嫉妒、不甘、还有一丝隐隐的恐惧,啃噬着素儿的心。
她以为自己来到南疆,能抢占先机。可那个本该早早死去的贱婢,却在京城混得风生水起。
甚至弄出了连她都闻所未闻的奇器!
宋珩将素儿瞬间变幻的神色看在眼里,眸光微闪。
他挥退亲卫,摇着扇子,状似无意地问道:“素儿姑娘来自京城,可曾听闻过这位陆娘娘,以及她所造的自行车?”

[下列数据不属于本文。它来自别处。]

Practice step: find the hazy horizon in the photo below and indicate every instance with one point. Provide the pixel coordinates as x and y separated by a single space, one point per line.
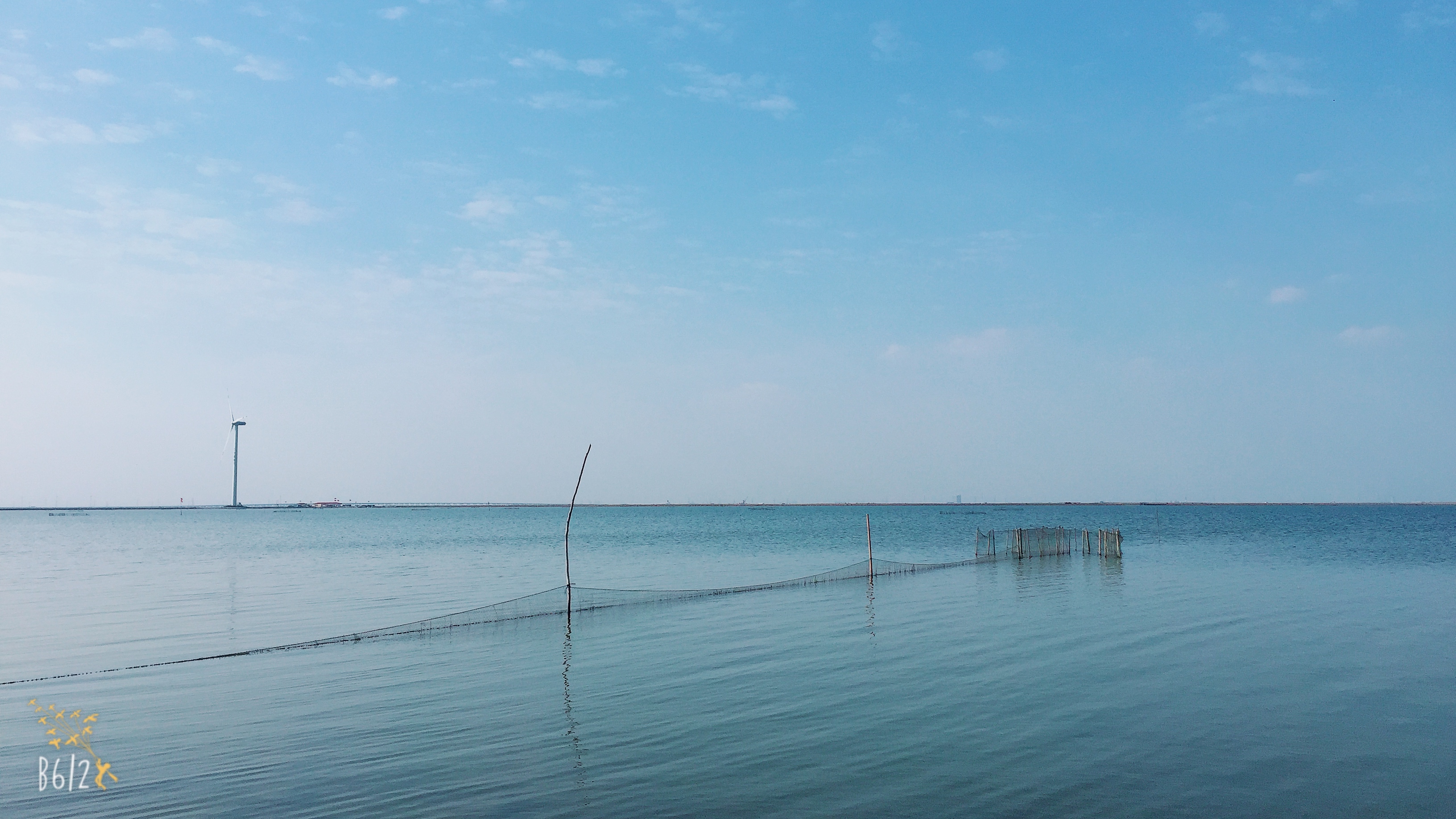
756 252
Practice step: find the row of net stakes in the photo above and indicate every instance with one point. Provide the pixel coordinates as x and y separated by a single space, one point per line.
1044 541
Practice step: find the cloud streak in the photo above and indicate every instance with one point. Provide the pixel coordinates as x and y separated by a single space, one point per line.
733 89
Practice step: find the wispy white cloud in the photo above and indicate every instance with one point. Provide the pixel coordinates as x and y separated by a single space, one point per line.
890 43
217 46
998 121
1368 336
53 130
1288 295
1211 24
689 15
488 207
992 59
736 89
126 135
277 186
373 81
893 353
94 78
57 130
980 344
210 167
567 101
263 67
615 206
541 58
298 212
1276 75
153 38
1429 15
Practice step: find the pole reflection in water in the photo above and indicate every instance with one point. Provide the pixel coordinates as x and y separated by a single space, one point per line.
870 608
571 722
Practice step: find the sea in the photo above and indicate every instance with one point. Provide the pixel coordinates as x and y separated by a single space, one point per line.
1237 661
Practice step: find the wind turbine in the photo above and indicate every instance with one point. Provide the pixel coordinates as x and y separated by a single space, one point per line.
236 423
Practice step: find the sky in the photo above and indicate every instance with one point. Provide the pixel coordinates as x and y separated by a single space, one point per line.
800 251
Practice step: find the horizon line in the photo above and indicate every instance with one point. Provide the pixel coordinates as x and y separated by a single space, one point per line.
743 505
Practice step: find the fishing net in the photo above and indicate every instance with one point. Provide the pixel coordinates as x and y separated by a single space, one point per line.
581 598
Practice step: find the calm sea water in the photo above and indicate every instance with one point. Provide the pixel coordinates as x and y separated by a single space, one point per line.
1237 662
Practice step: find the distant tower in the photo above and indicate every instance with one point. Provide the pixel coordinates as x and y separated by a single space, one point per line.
236 423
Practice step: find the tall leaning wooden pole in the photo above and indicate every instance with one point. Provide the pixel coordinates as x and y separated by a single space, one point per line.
870 544
568 522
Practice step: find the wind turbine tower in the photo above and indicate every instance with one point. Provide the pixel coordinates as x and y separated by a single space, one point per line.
236 423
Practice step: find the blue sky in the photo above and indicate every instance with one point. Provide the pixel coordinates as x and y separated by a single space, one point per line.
779 252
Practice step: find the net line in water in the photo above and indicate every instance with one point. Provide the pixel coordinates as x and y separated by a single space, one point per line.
564 600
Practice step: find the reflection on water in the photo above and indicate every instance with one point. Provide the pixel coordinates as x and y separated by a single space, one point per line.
870 607
573 728
1018 688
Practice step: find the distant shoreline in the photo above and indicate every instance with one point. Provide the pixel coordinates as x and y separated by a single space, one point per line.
429 506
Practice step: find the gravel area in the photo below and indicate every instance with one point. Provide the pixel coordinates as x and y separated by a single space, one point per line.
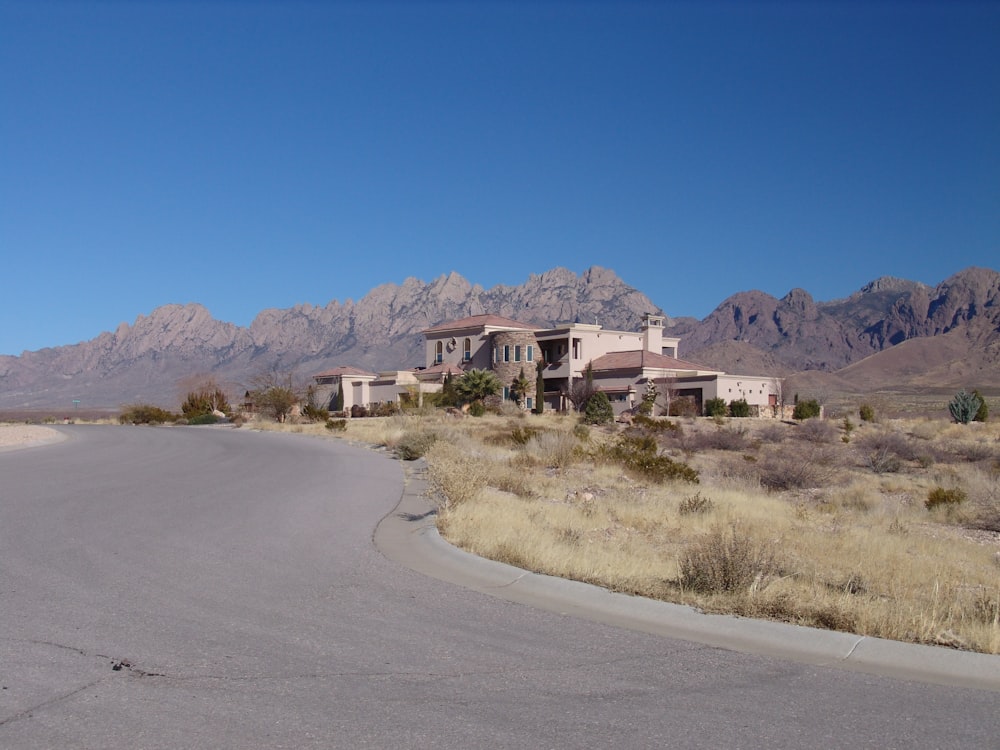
24 435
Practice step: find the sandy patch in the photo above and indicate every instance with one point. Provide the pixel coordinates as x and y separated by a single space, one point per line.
13 436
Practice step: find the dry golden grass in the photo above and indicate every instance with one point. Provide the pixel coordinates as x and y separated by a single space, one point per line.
842 540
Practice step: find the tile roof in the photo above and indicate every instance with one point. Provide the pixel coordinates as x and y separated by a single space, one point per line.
443 368
480 321
344 372
640 358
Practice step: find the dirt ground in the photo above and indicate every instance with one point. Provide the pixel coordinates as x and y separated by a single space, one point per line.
13 436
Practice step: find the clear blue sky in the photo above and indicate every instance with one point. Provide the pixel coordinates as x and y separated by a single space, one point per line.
248 155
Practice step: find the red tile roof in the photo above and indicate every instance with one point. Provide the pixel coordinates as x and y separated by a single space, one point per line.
344 372
481 321
443 368
640 358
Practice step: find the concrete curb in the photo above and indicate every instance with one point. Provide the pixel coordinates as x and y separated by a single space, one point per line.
409 536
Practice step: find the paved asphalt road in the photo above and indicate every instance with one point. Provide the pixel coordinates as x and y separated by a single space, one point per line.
208 588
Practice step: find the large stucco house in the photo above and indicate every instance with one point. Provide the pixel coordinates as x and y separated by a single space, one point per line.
622 363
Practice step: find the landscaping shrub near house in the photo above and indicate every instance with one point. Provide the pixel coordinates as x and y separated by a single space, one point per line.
716 407
807 409
146 414
598 409
739 408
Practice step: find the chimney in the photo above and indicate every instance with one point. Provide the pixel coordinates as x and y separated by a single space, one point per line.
652 333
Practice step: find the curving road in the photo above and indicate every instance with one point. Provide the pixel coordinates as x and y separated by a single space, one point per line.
193 588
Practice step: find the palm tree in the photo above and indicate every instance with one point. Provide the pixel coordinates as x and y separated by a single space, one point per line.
475 385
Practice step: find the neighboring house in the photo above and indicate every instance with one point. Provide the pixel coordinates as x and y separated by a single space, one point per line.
622 364
355 384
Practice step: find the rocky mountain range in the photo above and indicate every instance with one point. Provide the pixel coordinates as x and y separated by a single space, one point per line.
952 329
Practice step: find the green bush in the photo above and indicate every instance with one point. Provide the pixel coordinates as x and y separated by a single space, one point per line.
315 413
414 445
598 410
739 408
716 407
203 419
941 496
695 505
146 414
806 409
964 406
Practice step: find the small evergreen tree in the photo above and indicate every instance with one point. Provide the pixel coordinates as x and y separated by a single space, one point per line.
648 406
539 386
964 407
598 409
519 388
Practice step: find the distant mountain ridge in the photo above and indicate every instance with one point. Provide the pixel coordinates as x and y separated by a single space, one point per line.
147 360
749 333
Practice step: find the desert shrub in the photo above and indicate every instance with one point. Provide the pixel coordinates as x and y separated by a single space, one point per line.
983 412
555 449
414 445
774 432
204 401
882 461
942 496
725 561
521 434
655 425
685 406
964 406
716 407
145 414
721 438
203 419
639 455
598 409
739 408
817 431
695 504
807 409
797 469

素儿连忙低头,掩饰眼中的情绪,声音尽量平稳:“民女离京前,陆娘娘确已有些名声,但民女身份低微,未曾得见。这自行车更是闻所未闻。”
她不能露馅,必须装作一无所知。
“闻所未闻?”宋珩笑了笑,那笑意却未达眼底,“本王倒是好奇得很。两轮之物,不借畜力而能载人疾行……不知与素儿姑娘所知的海外残卷中记载的奇物相比,孰高孰低?”
这话带着明显的试探和比较意味。
素儿手心冒汗,她哪里知道什么自行车原理!
但此刻绝不能露怯。
她稳了稳心神,道:“王爷,海外奇物浩瀚,民女所记不过沧海一粟。这自行车既能得韩将军与兵部看重,想必确有不凡之处。然尺有所短,寸有所长。民女所献之策,或许粗浅,但亦是民女一片报效之心。且民女以为,器物之利,终为外用。如何聚拢人心、把握时机、善用资源,方是成事根本。”
宋珩深深看了她一眼,不置可否,只道:
“你说的也有道理。罢了,香露之事,你便先试着做做看。需要什么材料,找王管事支取。做得好,本王有赏。”
“谢王爷。”素儿暗自松了口气,知道自己暂时过关了。
但陆声晓和自行车的消息,像一根刺扎进了她心里。
她必须更快地站稳脚跟,获得更多权力和资源!
不能再让那个贱人永远压她一头!
退出水榭,回到宋珩安排给她暂住的一处偏僻小院。
素儿关上门,脸上强装的平静瞬间碎裂,变得阴郁无比。
“自行车……”
她咬牙切齿地低语,在狭小的房间里来回踱步。
前世她死得早,完全不知道陆声晓后来还有这般造化。
这一世,因为自己的重生,一切似乎都乱了套。
陆声晓不仅没死,反而走上了一条截然不同、更耀眼也更危险的路。
但她素儿也不是全无机会!
岭南天高皇帝远,南安郡王有野心也有实力,只要她运作得当……
香水只是第一步,她记得前世后来似乎有一种叫水泥的东西,筑城修路极为坚固。
还有玻璃,晶莹剔透,价值连城……
虽然具体配方工艺她记不清,但大概方向她知道!
只要给她时间,给她人手和资源,她一定能弄出来!
到时候,看谁更能帮助郡王成就大业!
她坐到简陋的妆台前,看着铜镜中那张暗黄平庸的脸,眼中燃烧起熊熊的野心之火。
陆声晓,你不过是侥幸得了摄政王一时青眼,弄出些奇技淫巧罢了。
待我在南疆站稳脚跟,助郡王积蓄力量,他日未必不能与你,与你背后的摄政王,一争高下!
她开始仔细回忆关于香水制作的一切模糊记忆。
花瓣、蒸馏、冷凝、收集……
需要特定的花,需要铜制蒸馏器,需要控制火候……
很多细节都模糊了,但她可以试!
一次不行就十次,百次!
她就不信,凭借先知先觉,她还搞不出点像样的东西!
而水榭中的宋珩,在素儿离开后,脸上的慵懒之色尽去。
他走到栏边,望着北方京城的方向,手指无意识地敲击着栏杆。
“自行车……有意思。”
他低声自语。
“宋北焱,看来你对这个女子,倒真是不一般。连这等奇物都允她摆弄,甚至考虑军用……”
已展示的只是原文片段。